Jacek Sasin był pytany w TVP Info, co zamierza zrobić PiS, jeśli referenda w kolejnych podwarszawskich gminach, dotyczące włączenia ich do metropolii warszawskiej, zakończą się podobnie, jak to w Legionowie, gdzie mieszkańcy opowiedzieli się przeciwko takiemu rozwiązaniu.
Wśród kilkunastu gmin, które już zdecydowały się iść w ślady Legionowa i organizują referenda w sprawie projektowanej przez PiS metropolii warszawskiej, są m.in.: Błonie, Babice Stare, Nieporęt, Konstancin-Jeziorna, Wieliszew i Michałowice - referenda odbędą się tam w maju i czerwcu.

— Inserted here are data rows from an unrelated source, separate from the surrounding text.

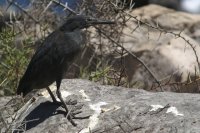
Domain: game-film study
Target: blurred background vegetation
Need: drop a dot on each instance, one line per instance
(13, 60)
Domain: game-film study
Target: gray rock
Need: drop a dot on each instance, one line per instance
(112, 110)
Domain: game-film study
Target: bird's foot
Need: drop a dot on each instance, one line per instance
(72, 115)
(69, 102)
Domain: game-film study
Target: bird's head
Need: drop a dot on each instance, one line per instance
(79, 22)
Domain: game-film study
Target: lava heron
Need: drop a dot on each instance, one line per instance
(52, 59)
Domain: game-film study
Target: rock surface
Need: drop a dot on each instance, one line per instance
(112, 110)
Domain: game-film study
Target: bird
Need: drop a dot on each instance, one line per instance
(53, 58)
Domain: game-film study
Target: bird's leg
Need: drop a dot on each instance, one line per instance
(52, 96)
(69, 117)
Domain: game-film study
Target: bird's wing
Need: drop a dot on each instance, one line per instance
(56, 46)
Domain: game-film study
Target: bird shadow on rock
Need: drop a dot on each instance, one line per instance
(39, 114)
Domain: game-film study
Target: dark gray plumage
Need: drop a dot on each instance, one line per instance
(52, 59)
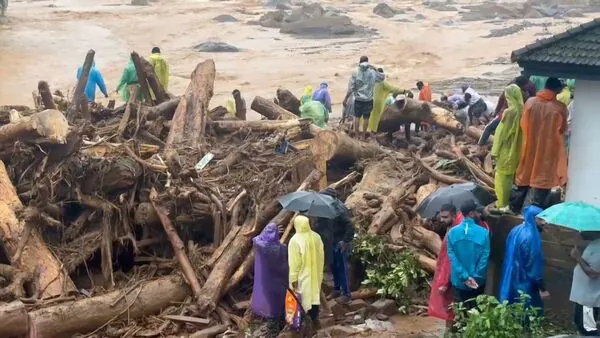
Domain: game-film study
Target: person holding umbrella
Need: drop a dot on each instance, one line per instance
(523, 269)
(469, 253)
(337, 234)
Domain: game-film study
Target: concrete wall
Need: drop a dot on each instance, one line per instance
(557, 244)
(584, 153)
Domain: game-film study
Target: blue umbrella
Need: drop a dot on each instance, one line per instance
(310, 203)
(578, 216)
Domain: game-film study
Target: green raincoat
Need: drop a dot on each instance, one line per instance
(380, 94)
(508, 141)
(129, 77)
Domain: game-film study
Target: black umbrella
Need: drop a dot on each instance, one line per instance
(455, 194)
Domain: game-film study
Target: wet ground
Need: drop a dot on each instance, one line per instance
(49, 39)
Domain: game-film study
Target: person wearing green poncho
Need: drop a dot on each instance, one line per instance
(314, 110)
(380, 94)
(507, 145)
(128, 78)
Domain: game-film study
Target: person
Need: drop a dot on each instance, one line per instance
(270, 279)
(527, 91)
(161, 67)
(314, 110)
(306, 261)
(507, 146)
(322, 95)
(468, 252)
(424, 91)
(585, 290)
(337, 235)
(361, 85)
(477, 105)
(128, 79)
(543, 163)
(95, 79)
(381, 92)
(523, 268)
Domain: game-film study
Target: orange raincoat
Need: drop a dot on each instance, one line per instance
(543, 163)
(425, 93)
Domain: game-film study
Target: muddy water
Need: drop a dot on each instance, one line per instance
(49, 39)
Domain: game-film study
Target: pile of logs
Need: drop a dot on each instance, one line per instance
(114, 215)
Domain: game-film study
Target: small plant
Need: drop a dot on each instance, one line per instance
(493, 319)
(394, 274)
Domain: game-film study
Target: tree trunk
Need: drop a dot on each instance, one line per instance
(14, 319)
(155, 85)
(85, 315)
(259, 125)
(46, 94)
(338, 146)
(189, 121)
(142, 80)
(165, 109)
(35, 254)
(48, 126)
(79, 99)
(288, 101)
(234, 255)
(270, 110)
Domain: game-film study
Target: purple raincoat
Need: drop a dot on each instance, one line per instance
(270, 274)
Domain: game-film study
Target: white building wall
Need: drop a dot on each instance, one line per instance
(584, 150)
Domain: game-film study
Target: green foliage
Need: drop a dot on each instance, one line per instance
(492, 319)
(394, 274)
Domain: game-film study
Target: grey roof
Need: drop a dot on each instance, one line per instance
(579, 46)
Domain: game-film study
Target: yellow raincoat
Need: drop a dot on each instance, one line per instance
(508, 141)
(306, 260)
(380, 94)
(161, 68)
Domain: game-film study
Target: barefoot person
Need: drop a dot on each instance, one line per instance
(362, 84)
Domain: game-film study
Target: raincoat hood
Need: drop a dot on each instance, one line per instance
(301, 224)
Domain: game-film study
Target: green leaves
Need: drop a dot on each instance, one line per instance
(393, 273)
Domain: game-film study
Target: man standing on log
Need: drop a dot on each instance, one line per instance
(161, 67)
(94, 79)
(337, 235)
(362, 84)
(469, 252)
(543, 163)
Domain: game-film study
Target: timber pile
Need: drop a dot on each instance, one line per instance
(112, 227)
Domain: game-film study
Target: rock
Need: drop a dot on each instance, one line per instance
(384, 10)
(386, 306)
(321, 27)
(356, 305)
(338, 310)
(272, 19)
(216, 47)
(225, 18)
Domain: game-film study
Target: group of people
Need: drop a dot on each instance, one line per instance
(128, 78)
(299, 267)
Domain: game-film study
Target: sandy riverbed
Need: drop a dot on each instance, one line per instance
(48, 40)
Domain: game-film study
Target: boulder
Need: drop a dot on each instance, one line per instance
(387, 307)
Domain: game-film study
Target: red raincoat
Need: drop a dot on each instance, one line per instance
(439, 303)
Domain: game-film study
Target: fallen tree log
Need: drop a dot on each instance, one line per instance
(48, 126)
(288, 101)
(338, 146)
(46, 94)
(236, 253)
(189, 121)
(52, 280)
(270, 110)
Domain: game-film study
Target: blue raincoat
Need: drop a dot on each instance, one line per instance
(469, 253)
(523, 267)
(94, 79)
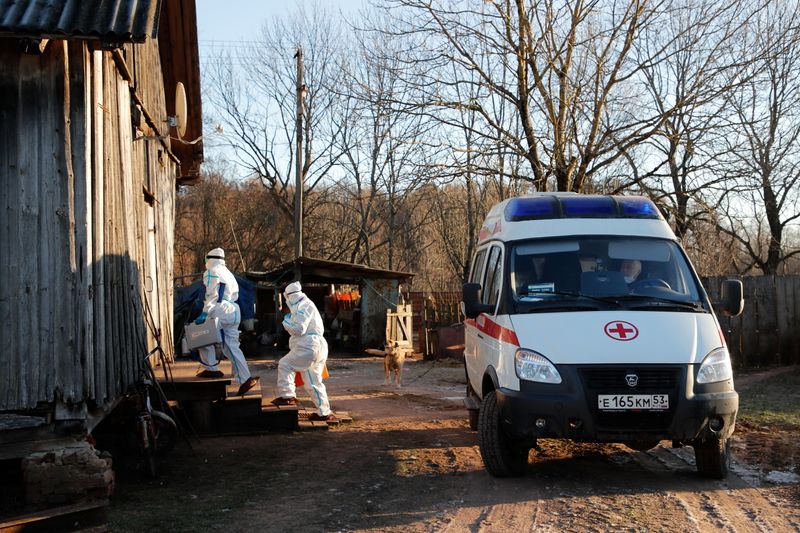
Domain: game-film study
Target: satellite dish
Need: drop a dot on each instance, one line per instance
(180, 109)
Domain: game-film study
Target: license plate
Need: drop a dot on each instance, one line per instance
(619, 402)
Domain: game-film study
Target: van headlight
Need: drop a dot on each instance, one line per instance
(532, 366)
(715, 367)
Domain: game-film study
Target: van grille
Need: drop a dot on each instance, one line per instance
(612, 380)
(650, 379)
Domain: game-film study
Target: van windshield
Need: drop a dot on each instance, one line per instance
(626, 272)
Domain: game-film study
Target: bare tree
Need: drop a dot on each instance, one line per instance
(764, 142)
(568, 69)
(383, 150)
(706, 59)
(252, 93)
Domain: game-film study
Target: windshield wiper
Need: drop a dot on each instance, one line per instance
(659, 302)
(603, 299)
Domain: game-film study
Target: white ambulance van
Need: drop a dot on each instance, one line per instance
(586, 321)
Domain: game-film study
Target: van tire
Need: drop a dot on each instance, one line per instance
(501, 456)
(473, 419)
(712, 457)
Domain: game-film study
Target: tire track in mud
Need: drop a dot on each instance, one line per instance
(731, 505)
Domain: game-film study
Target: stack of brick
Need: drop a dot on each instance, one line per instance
(72, 474)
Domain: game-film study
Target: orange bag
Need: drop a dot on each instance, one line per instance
(298, 378)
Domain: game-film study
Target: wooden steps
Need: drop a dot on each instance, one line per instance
(213, 407)
(80, 517)
(342, 417)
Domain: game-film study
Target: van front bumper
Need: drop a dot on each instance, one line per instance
(571, 411)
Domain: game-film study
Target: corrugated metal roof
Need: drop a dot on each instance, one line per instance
(112, 20)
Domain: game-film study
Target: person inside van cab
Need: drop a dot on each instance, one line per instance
(631, 268)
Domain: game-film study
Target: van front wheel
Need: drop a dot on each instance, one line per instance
(712, 457)
(502, 457)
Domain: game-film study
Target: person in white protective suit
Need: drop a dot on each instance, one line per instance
(221, 294)
(308, 352)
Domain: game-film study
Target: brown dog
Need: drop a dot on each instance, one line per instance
(393, 361)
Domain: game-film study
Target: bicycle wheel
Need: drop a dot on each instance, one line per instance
(166, 433)
(147, 444)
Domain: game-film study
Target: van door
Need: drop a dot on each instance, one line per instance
(470, 330)
(487, 346)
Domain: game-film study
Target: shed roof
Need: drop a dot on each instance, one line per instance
(323, 271)
(112, 20)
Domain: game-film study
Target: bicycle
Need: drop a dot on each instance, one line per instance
(156, 432)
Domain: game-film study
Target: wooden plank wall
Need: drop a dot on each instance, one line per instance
(73, 228)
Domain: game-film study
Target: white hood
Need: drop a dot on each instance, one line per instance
(618, 336)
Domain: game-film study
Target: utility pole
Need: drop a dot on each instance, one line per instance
(298, 192)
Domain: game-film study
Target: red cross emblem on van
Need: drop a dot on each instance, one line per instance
(621, 331)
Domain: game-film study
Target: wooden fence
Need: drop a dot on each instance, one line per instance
(766, 334)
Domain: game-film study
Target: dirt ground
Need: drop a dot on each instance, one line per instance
(409, 463)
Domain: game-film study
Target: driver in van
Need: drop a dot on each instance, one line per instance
(631, 268)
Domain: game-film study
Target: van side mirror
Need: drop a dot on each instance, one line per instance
(471, 298)
(732, 296)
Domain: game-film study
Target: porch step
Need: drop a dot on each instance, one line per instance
(80, 517)
(342, 417)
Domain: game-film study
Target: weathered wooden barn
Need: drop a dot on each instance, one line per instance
(90, 161)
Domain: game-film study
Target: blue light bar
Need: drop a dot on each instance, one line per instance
(528, 208)
(588, 207)
(637, 207)
(580, 206)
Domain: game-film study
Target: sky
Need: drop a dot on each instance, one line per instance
(220, 23)
(234, 20)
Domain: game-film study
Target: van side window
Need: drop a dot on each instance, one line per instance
(493, 275)
(477, 267)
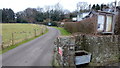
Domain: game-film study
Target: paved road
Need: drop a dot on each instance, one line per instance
(37, 52)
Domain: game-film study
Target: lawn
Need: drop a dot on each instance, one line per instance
(16, 33)
(63, 31)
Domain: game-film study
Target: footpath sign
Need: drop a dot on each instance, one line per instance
(60, 51)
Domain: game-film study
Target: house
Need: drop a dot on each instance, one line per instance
(81, 16)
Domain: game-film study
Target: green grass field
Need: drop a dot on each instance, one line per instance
(15, 33)
(63, 31)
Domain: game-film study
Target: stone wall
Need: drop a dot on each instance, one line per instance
(105, 49)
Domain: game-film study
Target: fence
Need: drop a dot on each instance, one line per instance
(17, 37)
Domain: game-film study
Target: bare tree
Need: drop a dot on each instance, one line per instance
(82, 6)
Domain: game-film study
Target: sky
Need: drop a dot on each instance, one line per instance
(20, 5)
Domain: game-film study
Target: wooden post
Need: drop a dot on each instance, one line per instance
(12, 38)
(35, 32)
(2, 45)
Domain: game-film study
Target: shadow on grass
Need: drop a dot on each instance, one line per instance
(25, 41)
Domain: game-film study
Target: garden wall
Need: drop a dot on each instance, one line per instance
(104, 49)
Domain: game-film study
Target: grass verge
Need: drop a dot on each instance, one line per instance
(25, 41)
(63, 31)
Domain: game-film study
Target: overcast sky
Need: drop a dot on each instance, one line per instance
(20, 5)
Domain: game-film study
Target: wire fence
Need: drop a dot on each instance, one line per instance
(17, 37)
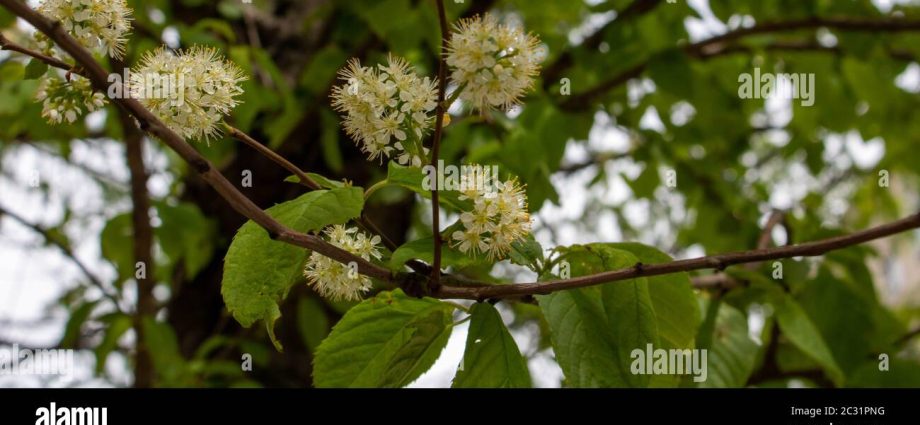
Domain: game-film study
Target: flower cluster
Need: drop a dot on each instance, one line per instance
(498, 219)
(101, 25)
(190, 91)
(387, 108)
(64, 100)
(494, 64)
(335, 280)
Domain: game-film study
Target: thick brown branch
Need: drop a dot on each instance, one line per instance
(151, 124)
(143, 242)
(65, 249)
(718, 262)
(6, 44)
(721, 44)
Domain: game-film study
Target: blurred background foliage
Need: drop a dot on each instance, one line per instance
(645, 99)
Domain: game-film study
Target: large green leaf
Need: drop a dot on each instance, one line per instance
(386, 341)
(258, 272)
(492, 358)
(599, 327)
(802, 332)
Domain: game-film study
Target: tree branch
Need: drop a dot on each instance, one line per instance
(364, 222)
(720, 45)
(436, 146)
(719, 262)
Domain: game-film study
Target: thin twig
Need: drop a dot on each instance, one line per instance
(719, 45)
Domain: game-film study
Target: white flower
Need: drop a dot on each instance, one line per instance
(190, 91)
(387, 108)
(499, 216)
(101, 25)
(64, 100)
(494, 63)
(335, 280)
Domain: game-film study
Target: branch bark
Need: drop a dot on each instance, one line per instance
(151, 124)
(436, 146)
(277, 231)
(65, 249)
(721, 44)
(719, 262)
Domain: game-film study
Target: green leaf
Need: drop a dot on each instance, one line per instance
(386, 341)
(312, 321)
(6, 18)
(258, 272)
(594, 330)
(320, 180)
(901, 373)
(35, 69)
(581, 338)
(492, 358)
(117, 325)
(659, 310)
(187, 235)
(802, 332)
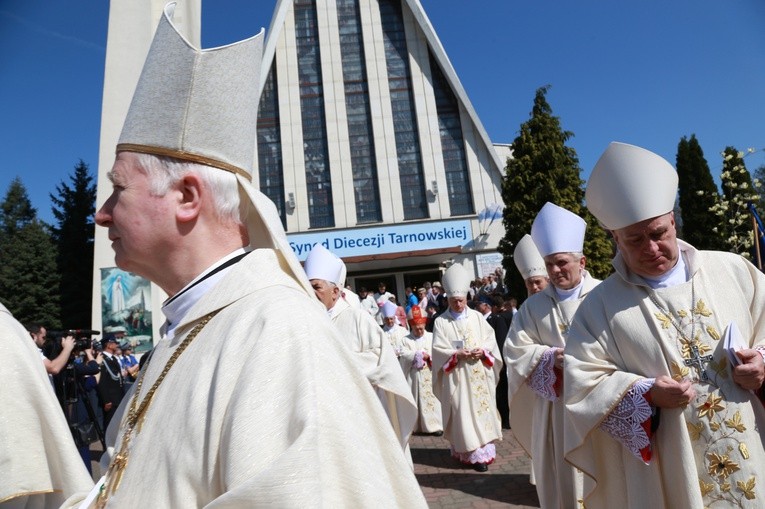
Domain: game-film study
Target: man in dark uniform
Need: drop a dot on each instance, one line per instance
(110, 383)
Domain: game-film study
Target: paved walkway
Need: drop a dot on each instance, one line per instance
(448, 484)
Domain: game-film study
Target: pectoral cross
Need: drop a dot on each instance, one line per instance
(699, 362)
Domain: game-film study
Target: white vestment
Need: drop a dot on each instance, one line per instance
(468, 391)
(420, 377)
(537, 422)
(709, 454)
(39, 463)
(376, 359)
(265, 408)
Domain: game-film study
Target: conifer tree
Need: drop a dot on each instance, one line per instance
(28, 274)
(73, 234)
(736, 223)
(698, 196)
(544, 169)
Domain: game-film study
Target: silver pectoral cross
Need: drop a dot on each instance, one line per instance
(699, 362)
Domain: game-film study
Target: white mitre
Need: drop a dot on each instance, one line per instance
(456, 281)
(321, 263)
(202, 106)
(389, 309)
(630, 184)
(557, 230)
(527, 259)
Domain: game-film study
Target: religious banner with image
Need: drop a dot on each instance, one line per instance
(126, 303)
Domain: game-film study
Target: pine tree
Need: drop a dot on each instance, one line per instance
(73, 235)
(738, 191)
(28, 274)
(544, 169)
(698, 196)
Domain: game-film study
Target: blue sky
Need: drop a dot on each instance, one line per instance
(644, 72)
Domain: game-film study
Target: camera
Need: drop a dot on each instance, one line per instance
(83, 339)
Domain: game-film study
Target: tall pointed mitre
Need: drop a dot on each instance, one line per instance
(630, 184)
(456, 281)
(321, 263)
(527, 259)
(201, 106)
(557, 230)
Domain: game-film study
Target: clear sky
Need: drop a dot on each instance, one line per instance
(643, 72)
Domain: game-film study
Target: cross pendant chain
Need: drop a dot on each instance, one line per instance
(699, 362)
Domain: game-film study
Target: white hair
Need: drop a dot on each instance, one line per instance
(163, 172)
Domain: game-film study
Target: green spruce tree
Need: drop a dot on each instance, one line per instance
(698, 196)
(73, 235)
(28, 274)
(544, 169)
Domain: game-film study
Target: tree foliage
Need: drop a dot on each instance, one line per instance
(544, 169)
(28, 274)
(698, 196)
(73, 234)
(737, 191)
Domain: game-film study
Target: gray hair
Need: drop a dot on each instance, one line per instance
(163, 172)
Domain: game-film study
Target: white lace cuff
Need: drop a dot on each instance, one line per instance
(543, 377)
(418, 362)
(624, 423)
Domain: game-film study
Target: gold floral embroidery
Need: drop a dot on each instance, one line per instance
(702, 309)
(664, 319)
(735, 422)
(694, 430)
(679, 372)
(706, 487)
(711, 406)
(721, 466)
(747, 488)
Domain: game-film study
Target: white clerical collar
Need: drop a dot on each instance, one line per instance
(176, 307)
(674, 276)
(571, 294)
(459, 316)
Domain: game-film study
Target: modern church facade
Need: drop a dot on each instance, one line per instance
(367, 141)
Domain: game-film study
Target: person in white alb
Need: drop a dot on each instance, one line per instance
(241, 404)
(361, 334)
(467, 362)
(656, 414)
(533, 354)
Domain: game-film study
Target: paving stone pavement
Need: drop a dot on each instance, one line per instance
(448, 484)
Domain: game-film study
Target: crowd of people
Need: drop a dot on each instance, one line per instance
(639, 391)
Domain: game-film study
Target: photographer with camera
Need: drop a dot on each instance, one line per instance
(55, 365)
(40, 465)
(80, 410)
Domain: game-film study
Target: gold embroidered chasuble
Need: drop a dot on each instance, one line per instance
(709, 454)
(537, 423)
(421, 383)
(468, 392)
(260, 409)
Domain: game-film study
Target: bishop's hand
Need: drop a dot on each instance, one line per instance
(751, 372)
(669, 393)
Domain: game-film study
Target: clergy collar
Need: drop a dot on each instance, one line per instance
(674, 276)
(176, 307)
(571, 294)
(458, 316)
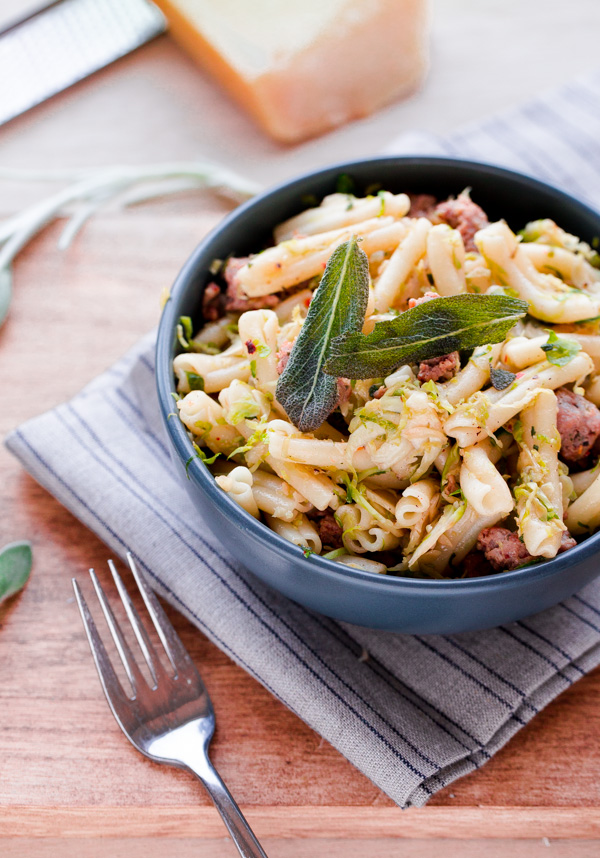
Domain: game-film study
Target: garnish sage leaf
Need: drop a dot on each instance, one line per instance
(339, 305)
(431, 329)
(501, 378)
(15, 566)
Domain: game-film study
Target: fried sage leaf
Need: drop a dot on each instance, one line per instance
(15, 566)
(501, 378)
(338, 307)
(431, 329)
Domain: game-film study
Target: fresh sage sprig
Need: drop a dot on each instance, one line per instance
(339, 305)
(89, 190)
(15, 566)
(431, 329)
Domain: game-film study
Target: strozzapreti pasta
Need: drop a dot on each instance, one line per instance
(459, 465)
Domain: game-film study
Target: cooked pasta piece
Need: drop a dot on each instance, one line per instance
(582, 480)
(473, 377)
(416, 508)
(458, 527)
(482, 485)
(238, 485)
(339, 210)
(549, 297)
(243, 405)
(539, 492)
(300, 259)
(569, 266)
(300, 531)
(388, 288)
(362, 531)
(483, 413)
(204, 418)
(259, 330)
(446, 258)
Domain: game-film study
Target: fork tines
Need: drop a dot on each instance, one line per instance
(176, 652)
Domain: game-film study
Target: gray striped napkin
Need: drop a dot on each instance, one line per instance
(419, 712)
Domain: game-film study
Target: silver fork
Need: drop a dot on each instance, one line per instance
(172, 721)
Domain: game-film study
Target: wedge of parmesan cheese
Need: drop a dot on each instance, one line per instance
(302, 67)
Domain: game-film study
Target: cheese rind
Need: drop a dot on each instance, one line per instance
(302, 67)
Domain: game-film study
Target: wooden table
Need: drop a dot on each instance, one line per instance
(70, 784)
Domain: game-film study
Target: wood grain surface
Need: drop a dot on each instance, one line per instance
(67, 775)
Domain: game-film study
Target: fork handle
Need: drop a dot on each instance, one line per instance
(241, 833)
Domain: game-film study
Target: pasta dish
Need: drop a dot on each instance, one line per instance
(402, 386)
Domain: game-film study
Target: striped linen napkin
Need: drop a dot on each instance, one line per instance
(419, 712)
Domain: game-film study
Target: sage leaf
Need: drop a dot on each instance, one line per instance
(15, 566)
(431, 329)
(501, 378)
(5, 291)
(339, 305)
(559, 350)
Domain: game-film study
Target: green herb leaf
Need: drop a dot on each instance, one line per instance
(559, 350)
(431, 329)
(184, 331)
(200, 454)
(501, 378)
(306, 393)
(15, 567)
(195, 381)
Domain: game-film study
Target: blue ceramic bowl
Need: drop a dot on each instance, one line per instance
(382, 602)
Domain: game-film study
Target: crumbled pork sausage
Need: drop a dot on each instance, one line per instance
(428, 296)
(212, 303)
(439, 369)
(505, 551)
(236, 300)
(283, 355)
(578, 424)
(465, 216)
(330, 532)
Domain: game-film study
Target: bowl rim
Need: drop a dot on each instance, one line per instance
(199, 473)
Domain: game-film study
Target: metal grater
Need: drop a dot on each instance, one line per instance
(66, 42)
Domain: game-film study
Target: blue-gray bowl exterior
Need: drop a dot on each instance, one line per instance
(382, 602)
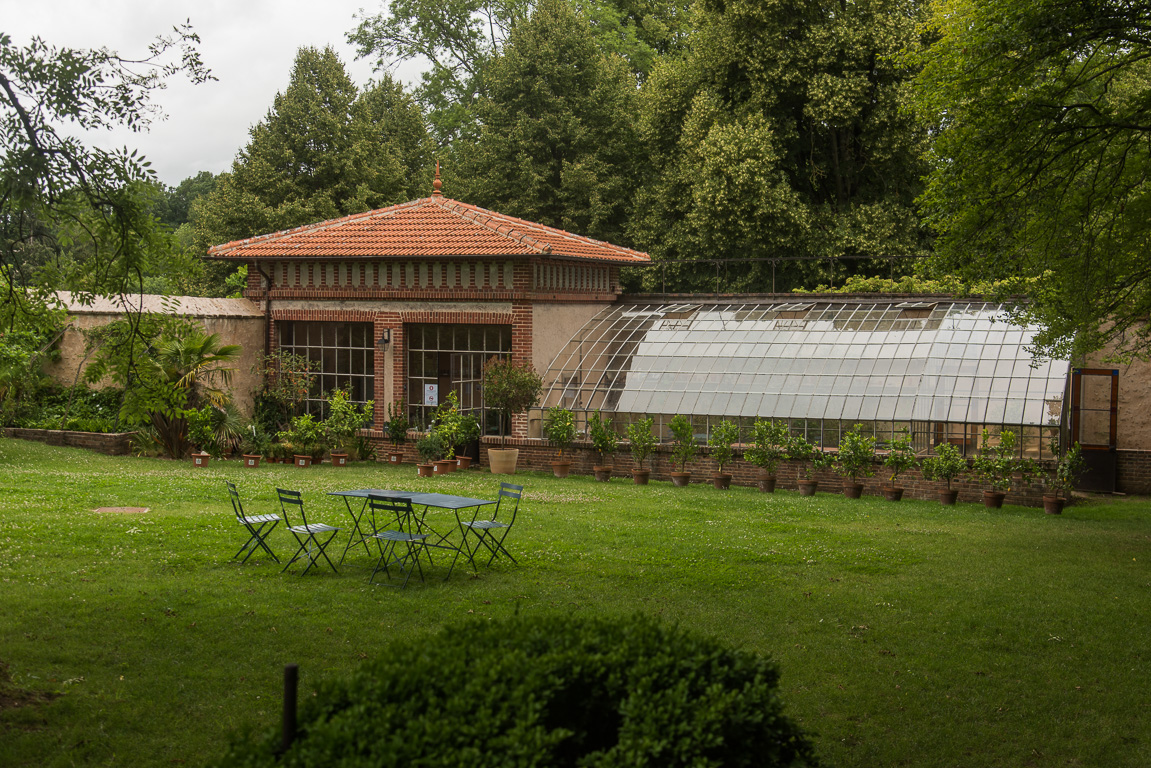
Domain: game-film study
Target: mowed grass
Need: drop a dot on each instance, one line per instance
(907, 635)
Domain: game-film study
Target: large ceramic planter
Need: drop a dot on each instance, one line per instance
(993, 499)
(502, 461)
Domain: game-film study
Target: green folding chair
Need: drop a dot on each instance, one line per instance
(310, 535)
(258, 526)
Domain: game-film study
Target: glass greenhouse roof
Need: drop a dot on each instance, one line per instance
(899, 360)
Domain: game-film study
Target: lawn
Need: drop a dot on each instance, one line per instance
(906, 633)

Według Sasina przeprowadzenie tych referendów w obecnym momencie nie ma sensu, jest "tylko i wyłącznie wyrzucaniem w błoto publicznych pieniędzy", ponieważ nie wiadomo jeszcze, jaki będzie ostateczny kształt projektu.
"My słuchamy obywateli"
- Złożyliśmy jako posłowie pewien projekt, który jest zaczynem do dyskusji. Projekt, który, od razu to zakładaliśmy, będzie podlegał daleko idącym zmianom w wyniku tej dyskusji, w wyniku konsultacji - powiedział poseł PiS.
Jak zaznaczył, konsultacje zakończą się w niedzielę, a w przyszłym tygodniu nastąpi ich podsumowanie. - Wynik tych konsultacji będzie dla nas drogowskazem, co dalej robić. Nie wykluczamy żadnych opcji. Być może projekt, który został złożony będzie bardzo mocno przepracowany a być może w ogóle będzie musiał być wycofany i będziemy musieli tę dyskusję zacząć niejako od nowa - powiedział poseł PiS.
Sasin, pytany czy metropolia warszawska wcale "nie musi okazać się rzeczywistością", przytaknął. - My słuchamy obywateli. Nie będziemy na pewno żadnych rozwiązań wprowadzać wbrew temu, czego oczekują mieszkańcy, czego oczekują obywatele Warszawy i podwarszawskich gmin. Słuchamy ludzi, a to, co nam powiedzą trakcie konsultacji, będziemy realizować - podkreślił.
"To, co zobaczyliśmy, nie ma nic wspólnego z konsultacjami"
Pod koniec ubiegłego tygodnia poinformowano, że z 14 do 23 kwietnia przedłużono konsultacje społeczne ws przygotowanego przez PiS projektu ustawy o ustroju miasta stołecznego Warszawy, który zakłada, że stolica stałaby się metropolitalną jednostką samorządu terytorialnego, obejmującą ponad 30 gmin - jedną z nich byłaby gmina miejska Warszawa (obecne miasto stołeczne Warszawa), składająca się z 18 dzielnic.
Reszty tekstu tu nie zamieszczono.